2. Attempting to calculate each sum separately using formulas
Many students immediately think to use arithmetic sequence formulas like \(S = n(\text{first term} + \text{last term})/2\) for each sum separately. While this works, it's much more time-consuming and error-prone than recognizing the elegant pairing pattern that makes this problem quick to solve.
3. Not recognizing the pairing opportunity
Students often miss that they can pair corresponding terms (1st even with 1st odd, 2nd even with 2nd odd, etc.) and instead try to find x and y individually. This oversight leads to unnecessary complex calculations and potential arithmetic errors.
1. Incorrect pairing of terms
Even when students recognize the pairing pattern, they might incorrectly pair terms. For example, pairing 2 with 3, 4 with 5, etc., instead of pairing 2 with 1, 4 with 3, etc. This fundamental misunderstanding of which terms correspond leads to wrong differences.
2. Arithmetic errors in the difference calculation
Students might correctly identify that each pair has a difference of 1 but then make basic multiplication errors, such as calculating \(50 \times 1 = 25\) or getting confused about how many pairs exist (thinking there are 25 pairs instead of 50).
1. Calculating \(y - x\) instead of \(x - y\)
Students might correctly find that the absolute difference is 50 but then select -50 if available in the choices, or become confused about the sign. They calculate \((1+3+5+\ldots+99) - (2+4+6+\ldots+100)\) instead of the required \(x - y\), leading them to think the answer is -50 rather than +50.

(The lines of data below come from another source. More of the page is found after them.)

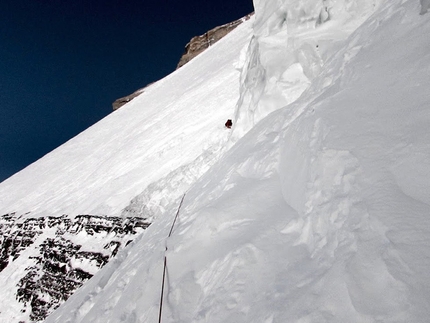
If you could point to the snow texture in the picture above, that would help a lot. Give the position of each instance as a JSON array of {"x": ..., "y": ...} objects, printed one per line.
[{"x": 316, "y": 210}]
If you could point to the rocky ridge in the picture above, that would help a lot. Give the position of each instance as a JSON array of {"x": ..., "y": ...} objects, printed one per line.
[
  {"x": 63, "y": 253},
  {"x": 196, "y": 46}
]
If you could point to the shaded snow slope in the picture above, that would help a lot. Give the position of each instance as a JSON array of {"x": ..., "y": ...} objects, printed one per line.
[
  {"x": 319, "y": 213},
  {"x": 177, "y": 121}
]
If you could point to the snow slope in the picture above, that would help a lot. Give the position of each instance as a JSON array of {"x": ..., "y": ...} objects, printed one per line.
[
  {"x": 178, "y": 123},
  {"x": 319, "y": 211}
]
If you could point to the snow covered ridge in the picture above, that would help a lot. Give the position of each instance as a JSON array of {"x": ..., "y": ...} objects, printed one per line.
[{"x": 319, "y": 211}]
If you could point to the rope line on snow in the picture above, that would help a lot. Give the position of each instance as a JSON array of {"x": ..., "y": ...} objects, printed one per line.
[{"x": 165, "y": 261}]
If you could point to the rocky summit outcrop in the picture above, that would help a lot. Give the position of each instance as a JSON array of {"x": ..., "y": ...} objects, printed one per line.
[
  {"x": 198, "y": 44},
  {"x": 195, "y": 47},
  {"x": 61, "y": 253}
]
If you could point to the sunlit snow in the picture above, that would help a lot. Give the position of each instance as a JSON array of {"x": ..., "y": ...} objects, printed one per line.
[{"x": 314, "y": 207}]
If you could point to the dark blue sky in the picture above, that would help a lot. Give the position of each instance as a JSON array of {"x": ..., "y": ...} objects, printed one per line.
[{"x": 63, "y": 62}]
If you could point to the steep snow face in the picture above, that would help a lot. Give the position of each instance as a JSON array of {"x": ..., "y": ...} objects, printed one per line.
[
  {"x": 292, "y": 41},
  {"x": 169, "y": 134},
  {"x": 320, "y": 213}
]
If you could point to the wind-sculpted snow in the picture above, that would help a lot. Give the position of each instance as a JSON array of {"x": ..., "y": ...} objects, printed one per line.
[
  {"x": 292, "y": 41},
  {"x": 320, "y": 212}
]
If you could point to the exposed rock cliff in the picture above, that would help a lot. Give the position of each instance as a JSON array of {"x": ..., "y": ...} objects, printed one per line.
[
  {"x": 198, "y": 44},
  {"x": 60, "y": 254},
  {"x": 195, "y": 47}
]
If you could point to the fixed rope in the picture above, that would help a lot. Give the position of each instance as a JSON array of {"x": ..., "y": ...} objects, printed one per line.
[{"x": 165, "y": 261}]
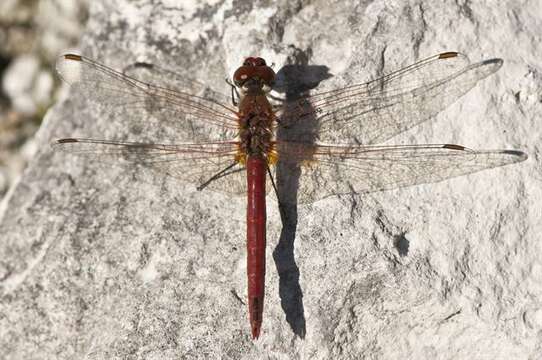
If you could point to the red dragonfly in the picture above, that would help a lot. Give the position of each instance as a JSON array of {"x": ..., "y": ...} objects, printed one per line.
[{"x": 237, "y": 150}]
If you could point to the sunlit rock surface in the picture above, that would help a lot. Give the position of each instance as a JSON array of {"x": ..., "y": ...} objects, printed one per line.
[{"x": 108, "y": 262}]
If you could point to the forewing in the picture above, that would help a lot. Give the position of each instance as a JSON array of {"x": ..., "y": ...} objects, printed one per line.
[
  {"x": 190, "y": 162},
  {"x": 334, "y": 170},
  {"x": 193, "y": 117},
  {"x": 380, "y": 109}
]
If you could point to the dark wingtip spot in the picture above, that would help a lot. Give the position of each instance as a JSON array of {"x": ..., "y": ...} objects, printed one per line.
[
  {"x": 517, "y": 153},
  {"x": 453, "y": 147},
  {"x": 73, "y": 57},
  {"x": 67, "y": 140},
  {"x": 495, "y": 61},
  {"x": 447, "y": 55}
]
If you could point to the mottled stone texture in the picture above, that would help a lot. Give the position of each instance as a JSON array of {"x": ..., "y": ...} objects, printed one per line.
[{"x": 105, "y": 262}]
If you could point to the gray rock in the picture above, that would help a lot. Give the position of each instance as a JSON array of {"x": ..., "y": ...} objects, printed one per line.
[{"x": 102, "y": 261}]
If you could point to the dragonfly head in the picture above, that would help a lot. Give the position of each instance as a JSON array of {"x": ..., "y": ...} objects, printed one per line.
[{"x": 254, "y": 74}]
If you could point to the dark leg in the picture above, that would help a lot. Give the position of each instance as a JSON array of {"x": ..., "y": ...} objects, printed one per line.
[{"x": 218, "y": 175}]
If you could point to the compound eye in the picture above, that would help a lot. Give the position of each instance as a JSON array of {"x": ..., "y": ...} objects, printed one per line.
[{"x": 248, "y": 61}]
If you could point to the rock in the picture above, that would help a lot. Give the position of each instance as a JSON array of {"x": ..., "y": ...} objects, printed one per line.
[{"x": 104, "y": 261}]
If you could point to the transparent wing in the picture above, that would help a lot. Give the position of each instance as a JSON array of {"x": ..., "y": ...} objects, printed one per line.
[
  {"x": 191, "y": 115},
  {"x": 333, "y": 170},
  {"x": 172, "y": 80},
  {"x": 189, "y": 162},
  {"x": 380, "y": 109}
]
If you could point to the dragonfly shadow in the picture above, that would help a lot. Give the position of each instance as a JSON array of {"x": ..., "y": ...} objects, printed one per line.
[{"x": 294, "y": 81}]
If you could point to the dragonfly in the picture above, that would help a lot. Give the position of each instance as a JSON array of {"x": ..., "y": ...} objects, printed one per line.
[{"x": 329, "y": 139}]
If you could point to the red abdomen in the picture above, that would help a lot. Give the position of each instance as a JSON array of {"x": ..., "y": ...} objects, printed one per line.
[{"x": 256, "y": 218}]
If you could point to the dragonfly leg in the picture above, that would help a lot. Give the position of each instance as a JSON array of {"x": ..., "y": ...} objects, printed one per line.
[{"x": 216, "y": 176}]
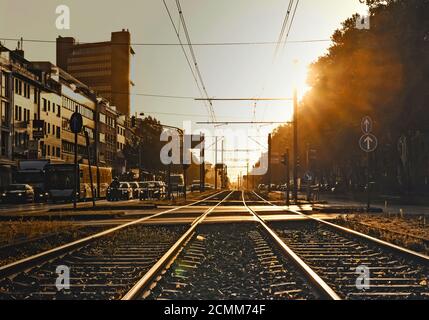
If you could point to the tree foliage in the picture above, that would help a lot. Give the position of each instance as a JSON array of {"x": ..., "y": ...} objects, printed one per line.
[{"x": 382, "y": 72}]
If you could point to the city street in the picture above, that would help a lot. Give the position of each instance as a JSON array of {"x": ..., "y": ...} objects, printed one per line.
[{"x": 214, "y": 159}]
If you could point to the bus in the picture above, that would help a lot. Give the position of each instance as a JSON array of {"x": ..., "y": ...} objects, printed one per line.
[
  {"x": 32, "y": 172},
  {"x": 60, "y": 181}
]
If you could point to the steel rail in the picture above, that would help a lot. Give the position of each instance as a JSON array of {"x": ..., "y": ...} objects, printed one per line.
[
  {"x": 30, "y": 261},
  {"x": 138, "y": 288},
  {"x": 404, "y": 251},
  {"x": 324, "y": 289}
]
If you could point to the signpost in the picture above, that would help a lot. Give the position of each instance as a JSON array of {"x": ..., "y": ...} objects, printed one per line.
[
  {"x": 76, "y": 123},
  {"x": 368, "y": 143}
]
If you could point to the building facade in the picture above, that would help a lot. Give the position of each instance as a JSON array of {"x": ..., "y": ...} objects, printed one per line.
[
  {"x": 37, "y": 100},
  {"x": 103, "y": 66}
]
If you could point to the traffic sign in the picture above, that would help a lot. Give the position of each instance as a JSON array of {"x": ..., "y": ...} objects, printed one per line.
[
  {"x": 38, "y": 124},
  {"x": 308, "y": 176},
  {"x": 76, "y": 122},
  {"x": 219, "y": 166},
  {"x": 366, "y": 125},
  {"x": 193, "y": 140},
  {"x": 38, "y": 134},
  {"x": 368, "y": 143},
  {"x": 33, "y": 145}
]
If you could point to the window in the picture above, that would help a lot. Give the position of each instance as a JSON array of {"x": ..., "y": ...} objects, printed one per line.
[
  {"x": 5, "y": 114},
  {"x": 4, "y": 85}
]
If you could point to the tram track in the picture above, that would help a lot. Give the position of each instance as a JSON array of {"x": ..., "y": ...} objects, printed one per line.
[
  {"x": 102, "y": 266},
  {"x": 355, "y": 265}
]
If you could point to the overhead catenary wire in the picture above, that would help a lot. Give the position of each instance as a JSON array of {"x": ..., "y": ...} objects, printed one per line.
[
  {"x": 194, "y": 58},
  {"x": 183, "y": 49},
  {"x": 276, "y": 51},
  {"x": 170, "y": 44}
]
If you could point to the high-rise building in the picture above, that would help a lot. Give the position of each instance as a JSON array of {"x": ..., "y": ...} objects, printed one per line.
[{"x": 103, "y": 66}]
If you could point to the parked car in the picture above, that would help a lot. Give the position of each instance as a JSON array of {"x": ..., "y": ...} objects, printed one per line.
[
  {"x": 208, "y": 186},
  {"x": 195, "y": 186},
  {"x": 152, "y": 190},
  {"x": 119, "y": 191},
  {"x": 136, "y": 189},
  {"x": 18, "y": 193},
  {"x": 177, "y": 183}
]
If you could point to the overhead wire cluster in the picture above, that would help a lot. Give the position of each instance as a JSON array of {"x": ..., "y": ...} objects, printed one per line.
[
  {"x": 194, "y": 67},
  {"x": 281, "y": 41}
]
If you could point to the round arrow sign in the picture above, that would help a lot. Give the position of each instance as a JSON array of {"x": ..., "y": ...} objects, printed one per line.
[
  {"x": 368, "y": 142},
  {"x": 76, "y": 122},
  {"x": 366, "y": 125}
]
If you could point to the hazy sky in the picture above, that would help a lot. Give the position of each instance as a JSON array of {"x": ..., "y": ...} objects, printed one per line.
[{"x": 228, "y": 71}]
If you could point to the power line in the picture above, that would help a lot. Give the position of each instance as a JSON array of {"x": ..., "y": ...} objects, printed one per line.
[
  {"x": 291, "y": 22},
  {"x": 183, "y": 49},
  {"x": 284, "y": 43},
  {"x": 167, "y": 44},
  {"x": 194, "y": 58},
  {"x": 285, "y": 21}
]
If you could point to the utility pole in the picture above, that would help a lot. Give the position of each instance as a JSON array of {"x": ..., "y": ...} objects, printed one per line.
[
  {"x": 286, "y": 163},
  {"x": 215, "y": 163},
  {"x": 269, "y": 162},
  {"x": 253, "y": 177},
  {"x": 223, "y": 167},
  {"x": 202, "y": 164},
  {"x": 295, "y": 145},
  {"x": 247, "y": 176}
]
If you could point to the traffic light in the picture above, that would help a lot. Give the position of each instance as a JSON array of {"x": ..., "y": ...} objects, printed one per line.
[{"x": 285, "y": 159}]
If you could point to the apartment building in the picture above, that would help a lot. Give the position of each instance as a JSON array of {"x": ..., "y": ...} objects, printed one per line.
[
  {"x": 103, "y": 66},
  {"x": 37, "y": 101}
]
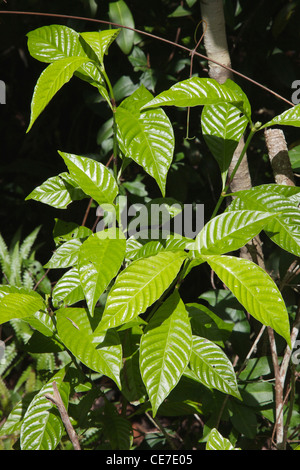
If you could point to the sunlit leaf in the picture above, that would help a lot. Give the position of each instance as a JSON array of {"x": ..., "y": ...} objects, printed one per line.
[
  {"x": 146, "y": 137},
  {"x": 230, "y": 231},
  {"x": 222, "y": 128},
  {"x": 139, "y": 286},
  {"x": 42, "y": 427},
  {"x": 20, "y": 305},
  {"x": 58, "y": 191},
  {"x": 254, "y": 289},
  {"x": 102, "y": 355},
  {"x": 165, "y": 349},
  {"x": 92, "y": 177},
  {"x": 50, "y": 82},
  {"x": 99, "y": 260},
  {"x": 212, "y": 367}
]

Instead of working with 50 terms directly, let's use smaller numbers to identify the pattern, then scale up.
Step 1: Start with the first 3 terms to identify the pattern
First 3 positive even integers: \(2, 4, 6\)
First 3 positive odd integers: \(1, 3, 5\)
Sum of evens: \(2 + 4 + 6 = 12\)
Sum of odds: \(1 + 3 + 5 = 9\)
Difference: \(12 - 9 = 3\)
Step 2: Check the pattern with 4 terms
First 4 positive even integers: \(2, 4, 6, 8\)
First 4 positive odd integers: \(1, 3, 5, 7\)
Sum of evens: \(2 + 4 + 6 + 8 = 20\)
Sum of odds: \(1 + 3 + 5 + 7 = 16\)
Difference: \(20 - 16 = 4\)
Step 3: Verify the pattern with 5 terms
First 5 positive even integers: \(2, 4, 6, 8, 10\)
First 5 positive odd integers: \(1, 3, 5, 7, 9\)
Sum of evens: \(2 + 4 + 6 + 8 + 10 = 30\)
Sum of odds: \(1 + 3 + 5 + 7 + 9 = 25\)
Difference: \(30 - 25 = 5\)
Step 4: Recognize the clear pattern
The pattern shows that when we take the first n positive even integers minus the first n positive odd integers, the difference equals n.
Step 5: Apply the pattern to our problem
For the first 50 positive even integers minus the first 50 positive odd integers:
Difference = 50
Why this pattern works: Each even integer is exactly 1 more than its corresponding odd integer \((2-1=1, 4-3=1, 6-5=1, \text{etc.})\), so when we have n pairs, the total difference is \(n \times 1 = n\).